The Exec Resume
- Andy Mowat
- Aug 31, 2025
- 3 min read
LinkedIn may be the modern résumé (see our LinkedIn Playbook), but for VP+ roles, résumés are still a necessary part of the process. You may not be asked for one until late in interviews — but when you are, it needs to be ready.
This playbook shows you how to:
Build a base résumé that captures your full career.
Use AI to tailor it for each role so you pass both automated screens and human reviews.
Step 1: Build a Base Résumé
Think of your base resume as your master résumé. You’ll never send it directly, but it’s the foundation you (or AI tools) will draw from when customizing for each role.
Core Sections:
Contact Info: Name, metro area (not street address), LinkedIn handle (text, not hyperlink), mobile phone.
Branding Statement: Target role + hook. Example: VP of Product | Early-Stage Health Tech | Scaling Revenue $1M–$10M+
Summary: 3–4 sentences capturing years of experience, industries, and key wins.
Experience: Chronological roles with impact bullets.
3 bullets max per role (5 if highly relevant).
Use metrics + context: “Led team of 30 with $50M budget, driving 40% ARR growth.”
Past tense, action verbs, no fluff.
Education: List up to 2 recent or relevant degrees; skip dates and GPA.
Skills: Divide into Tech, Processes, and Business Skills (keywords matter).
Other (Optional): Certifications, volunteering, publications, awards — only if relevant.
🏆 Golden Rule: Every bullet should answer: What did I do? How well? What was the impact?
Step 2: Format for AI
“With 99% of Fortune 500 companies using AI screening, your résumé needs to speak two languages: machine and human.” Soubhik Dawn, Founder, Upplai
Most Fortune 500 companies (and many startups) use AI screening. If your résumé isn’t machine-readable, it won’t get seen by a human.
Do:
Use standard section headers (Experience, Education, Skills).
Keep formatting simple: no tables, columns, or graphics.
Stick to professional fonts (Arial, Times New Roman, 10–12pt).
Don’t:
Add photos.
Get “creative” with colors, layouts, or text boxes.
Overload with jargon or buzzwords.
Think of it as building a search-optimized webpage. Keywords and structure matter more than design.
Step 3: Format for Humans
Once you get past AI, you have about 7 seconds to capture a recruiter or hiring manager.
Best Practices:
Order matters: Contact > Branding Statement > Summary > Skills > Experience > Education.
Make it skimmable: clear sections, consistent spacing, no dense paragraphs.
Balance white space: too much looks empty; too little looks cluttered.
Show progression: make your career trajectory obvious at a glance.
Your résumé should make it frictionless for someone to see why you’re a fit — no zooming, scrolling, or guessing.

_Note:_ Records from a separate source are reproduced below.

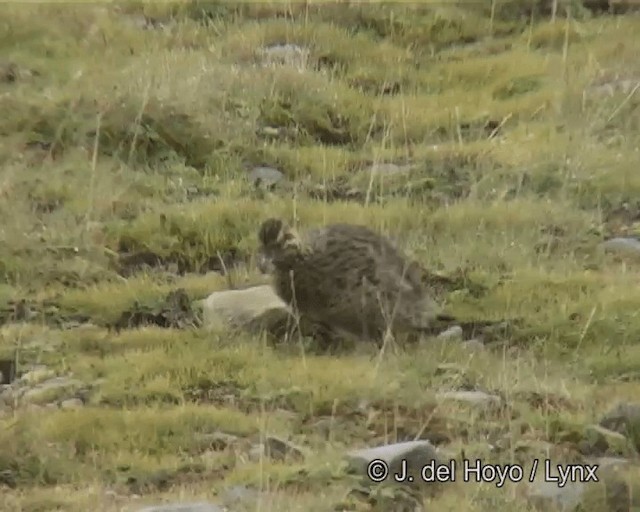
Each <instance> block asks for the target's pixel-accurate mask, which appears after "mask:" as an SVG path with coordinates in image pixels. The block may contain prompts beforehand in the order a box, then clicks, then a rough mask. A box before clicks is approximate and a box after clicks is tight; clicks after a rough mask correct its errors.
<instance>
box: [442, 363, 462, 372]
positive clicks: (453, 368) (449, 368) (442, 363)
mask: <svg viewBox="0 0 640 512" xmlns="http://www.w3.org/2000/svg"><path fill="white" fill-rule="evenodd" d="M447 373H456V374H461V375H462V374H464V373H465V371H464V368H463V367H462V366H460V365H459V364H455V363H441V364H439V365H438V367H437V368H436V372H435V374H436V375H443V374H447Z"/></svg>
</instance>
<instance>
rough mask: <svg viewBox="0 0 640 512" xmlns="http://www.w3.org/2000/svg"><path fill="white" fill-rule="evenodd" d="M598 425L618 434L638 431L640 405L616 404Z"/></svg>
mask: <svg viewBox="0 0 640 512" xmlns="http://www.w3.org/2000/svg"><path fill="white" fill-rule="evenodd" d="M599 425H600V426H602V427H604V428H607V429H609V430H613V431H614V432H618V433H620V434H627V432H629V431H637V430H638V429H640V403H639V402H635V403H619V404H617V405H616V406H615V407H614V408H613V409H611V410H610V411H609V412H608V413H606V414H605V415H604V416H603V417H602V419H601V420H600V422H599Z"/></svg>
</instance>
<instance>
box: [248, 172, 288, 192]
mask: <svg viewBox="0 0 640 512" xmlns="http://www.w3.org/2000/svg"><path fill="white" fill-rule="evenodd" d="M282 178H284V174H282V172H280V171H279V170H278V169H274V168H273V167H254V168H253V169H252V170H251V172H249V179H250V180H251V182H252V183H254V184H255V185H261V186H264V187H267V188H270V187H272V186H273V185H276V184H277V183H278V182H279V181H281V180H282Z"/></svg>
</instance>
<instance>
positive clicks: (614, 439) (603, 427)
mask: <svg viewBox="0 0 640 512" xmlns="http://www.w3.org/2000/svg"><path fill="white" fill-rule="evenodd" d="M584 433H585V441H586V443H587V445H588V447H589V448H593V449H595V450H596V451H597V449H598V447H602V448H603V449H604V450H611V451H613V452H615V453H624V452H626V451H627V445H628V440H627V438H626V437H625V436H623V435H622V434H620V433H619V432H616V431H614V430H609V429H608V428H605V427H603V426H601V425H587V426H586V427H585V429H584ZM600 453H602V452H600Z"/></svg>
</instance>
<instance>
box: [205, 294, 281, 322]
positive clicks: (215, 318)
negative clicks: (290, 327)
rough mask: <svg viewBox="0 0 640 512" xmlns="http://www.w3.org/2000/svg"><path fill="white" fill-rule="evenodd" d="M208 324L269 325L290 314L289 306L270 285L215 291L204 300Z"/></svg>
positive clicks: (277, 321)
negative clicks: (239, 288) (286, 303)
mask: <svg viewBox="0 0 640 512" xmlns="http://www.w3.org/2000/svg"><path fill="white" fill-rule="evenodd" d="M202 313H203V321H204V325H205V326H206V327H209V328H214V327H221V326H233V327H241V328H248V329H251V330H254V329H261V328H266V329H269V328H270V327H273V326H275V325H277V324H279V323H280V322H282V321H285V320H286V319H287V317H288V316H289V315H290V310H289V307H288V306H287V305H286V304H285V303H284V301H283V300H282V299H280V297H278V295H277V294H276V293H275V292H274V291H273V288H272V287H271V286H270V285H262V286H254V287H251V288H245V289H244V290H225V291H219V292H214V293H212V294H211V295H209V297H207V298H206V299H205V300H204V301H203V302H202Z"/></svg>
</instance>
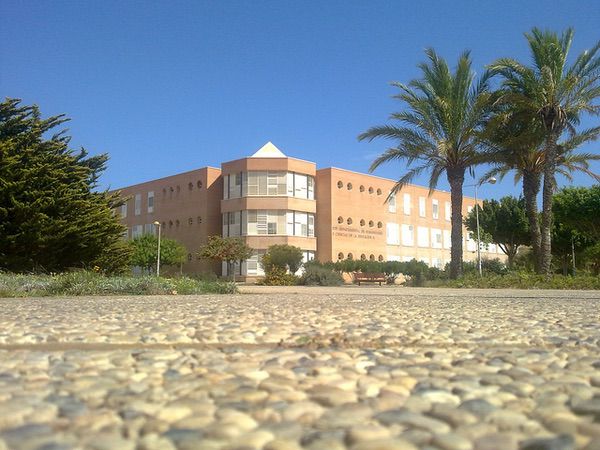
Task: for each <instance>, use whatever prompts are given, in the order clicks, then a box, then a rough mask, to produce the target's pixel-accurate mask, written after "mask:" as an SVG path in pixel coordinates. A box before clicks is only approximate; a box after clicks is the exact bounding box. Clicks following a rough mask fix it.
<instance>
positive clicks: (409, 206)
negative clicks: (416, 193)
mask: <svg viewBox="0 0 600 450" xmlns="http://www.w3.org/2000/svg"><path fill="white" fill-rule="evenodd" d="M403 200H404V215H405V216H410V210H411V206H410V194H404V196H403Z"/></svg>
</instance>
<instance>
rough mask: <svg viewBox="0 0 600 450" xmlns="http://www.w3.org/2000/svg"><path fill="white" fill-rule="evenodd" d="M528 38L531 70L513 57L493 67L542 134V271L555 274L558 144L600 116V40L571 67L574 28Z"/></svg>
mask: <svg viewBox="0 0 600 450" xmlns="http://www.w3.org/2000/svg"><path fill="white" fill-rule="evenodd" d="M525 37H526V38H527V41H528V43H529V49H530V52H531V55H532V57H533V64H532V66H530V67H529V66H526V65H524V64H521V63H519V62H518V61H516V60H514V59H510V58H503V59H499V60H497V61H496V62H495V63H493V64H492V65H491V66H490V67H489V68H490V70H491V71H492V72H494V73H499V74H500V75H501V76H502V77H503V79H504V80H503V91H504V95H503V98H504V100H505V101H507V102H510V103H511V104H512V105H513V106H514V107H515V108H516V109H518V110H520V111H521V112H522V113H523V114H524V115H527V116H528V117H529V118H530V119H531V120H533V121H535V122H537V123H538V124H539V126H540V127H541V128H542V130H543V135H544V170H543V174H544V179H543V192H542V227H541V244H540V253H541V254H540V264H541V267H540V269H541V271H542V272H543V273H546V274H550V271H551V260H552V253H551V250H552V248H551V246H552V244H551V233H552V195H553V193H554V190H555V185H556V180H555V173H556V167H557V158H558V151H559V150H558V141H559V139H560V138H561V136H562V135H563V133H565V132H569V133H571V134H573V133H574V130H575V126H576V125H577V124H579V121H580V117H581V115H582V114H583V113H590V114H598V113H600V106H599V105H597V104H595V103H594V102H595V101H596V100H597V99H598V98H600V58H599V57H598V56H596V54H597V53H598V50H599V49H600V41H599V42H598V43H596V45H595V46H594V47H592V49H590V50H589V51H584V52H583V53H581V54H580V55H579V56H578V57H577V59H576V60H575V62H574V63H573V64H572V65H570V66H569V65H567V57H568V54H569V49H570V48H571V43H572V41H573V30H572V29H571V28H569V29H567V30H566V31H565V32H564V33H562V34H561V35H560V36H559V35H558V34H557V33H554V32H551V31H542V30H540V29H538V28H533V29H532V30H531V33H526V34H525Z"/></svg>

Step 4: Tailor for Each Role
Customizing your résumé for each role isn’t optional — it’s the unlock.
For AI
Use exact keywords from the job description (skills, tools, role title).
Trim bullets that don’t match the job’s focus — even if you’re proud of them.
Mirror the job title in your branding statement.
Think of ATS like Google Search: it rewards keyword relevance and penalizes noise.
For Humans
Show fit by aligning with what matters most for the role.
Example:
Generic: “I’d be a great VP of Marketing for your company.”
Tailored: “I’ve scaled GTM motions from $20M–$100M ARR, which aligns with your recent $50M milestone.”
Ruthlessly cut irrelevant achievements — they dilute your story.
Final Word
At the VP+ level, your résumé isn’t about listing everything you’ve done. It’s about telling the right story for the right role — in a way both AI and humans can understand. Build a strong base résumé, then let AI help you sharpen it for each opportunity.